There are events held on the last Sunday of the month from 11am – 3pm and at other times by arrangement.
Activities have included bird and plant surveying, nature trails, wildlife arts and crafts, badge making, nature quizzes and games and much else.
Volunteers from Green Gym, University College London, Interact and other groups have all worked here.

==Wildlife==

===Insects===
An insect survey found a wide variety of unusual insects, including rare solitary wasps. The site has a notable variety of grasshoppers and crickets. The most notable find was a rare species of chafer beetle last seen in Britain in the 1950s in Cheshire. Lesser stag beetles are common and volunteers are encouraging the great stag beetle by building loggeries. Site volunteers leave logs in place to provide habitats for insects and fungi. A fine insect house has been built to provide winter homes for insects such as Ladybirds, Lacewings & Butterflies. There are also bee nesting boxes.
Butterflies include peacock, comma, meadow brown, small heath, small skipper, Essex skipper, green-veined, large and small white, small copper, brimstone, holly blue, common blue, speckled wood and gatekeeper. Amongst moths narrow-bordered bee hawkmoth and burnet moth have been recorded.
An unwelcome recent arrival has been the harlequin ladybird, which is a threat to native ladybird species. A spectacular new arrival in recent years has been the wasp spider. Yellow meadow ants make distinctive mounds in the meadow.

===Birds===
Birds are surveyed at regular intervals. Green woodpeckers have been seen hunting for ants in the meadow. Regular visitors have included great, blue and long-tailed tits, robin, wren, blackcap, carrion crow, jay, magpie and blackbird – all common urban birds. A more unusual visitor was a meadow pipit. Red kite and sparrowhawk have been seen overhead.
A bird-feeding station has been installed and this is a good place to see the birds. There are many bird boxes in place throughout the reserve and blue tits have used them.

===Animals===
Foxes have dug their dens in the reserve and are often seen here by local people. Volunteers have made hedgehog hibernating boxes which provide warm and dry winter quarters.
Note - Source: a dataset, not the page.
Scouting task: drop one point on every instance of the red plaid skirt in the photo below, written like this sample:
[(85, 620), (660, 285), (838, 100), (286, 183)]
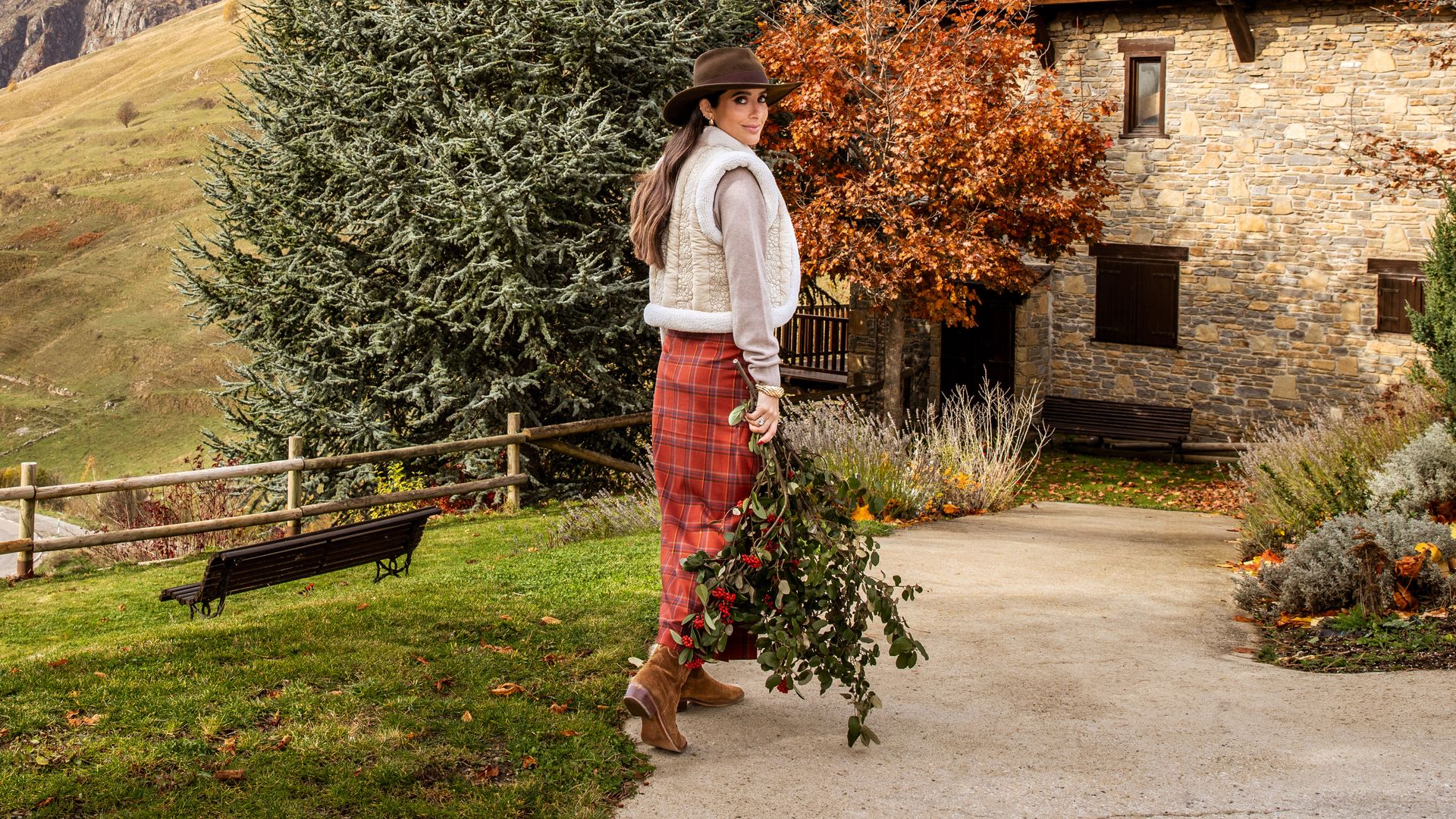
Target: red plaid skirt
[(702, 466)]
Squirrels are frequently seen high up in the trees. The pond supports a population of newts.

===Plants===
There is a diversity of plants, especially in the meadow area. Some recently seen plants include birdsfoot trefoil, bloody cranesbill, corncockle, cowslip, dog rose, evening primrose, field speedwell, lesser periwinkle, Michaelmas daisy, oxeye daisy, vipers bugloss, sweet violet, lucerne, wild gladiolus, green alkanet, herb-robert, lesser celandine, marsh marigold, purple loosestrife, yellow flag, wild strawberry, and yarrow. Some of these have been introduced, others found their own way here.

===Trees and shrubs===
Tree species include English oak, Caucasian oak, Turkey oak, holm oak and sessile oak, rowan, ash, lime, spindle, hazel, laburnum, apple, cotoneaster, hawthorn and silver birch.

===Plant galls===
The site has a good variety of galls, which have been surveyed in recent years, including some rarities. Some of the wasp-induced galls have a life cycle based on English and introduced Turkey oak. These species have done well as a result of the two species being present together. On oak, Andricus lucidus (hedgehog gall) and Andricus aries (ramshorn gall) are present. The well known robin’s pincushion (Diplolepis rosae) - a wasp gall on dog rose – can be found periodically. The site also has a number of mite and Hemiptera induced galls. A gall of note is Cryptosiphum artemisiae found on mugwort. C. artemisiae is a Hemiptera gall - of which the aphid inducers are preyed on by larvae of hoverfly species Triglyphus primus.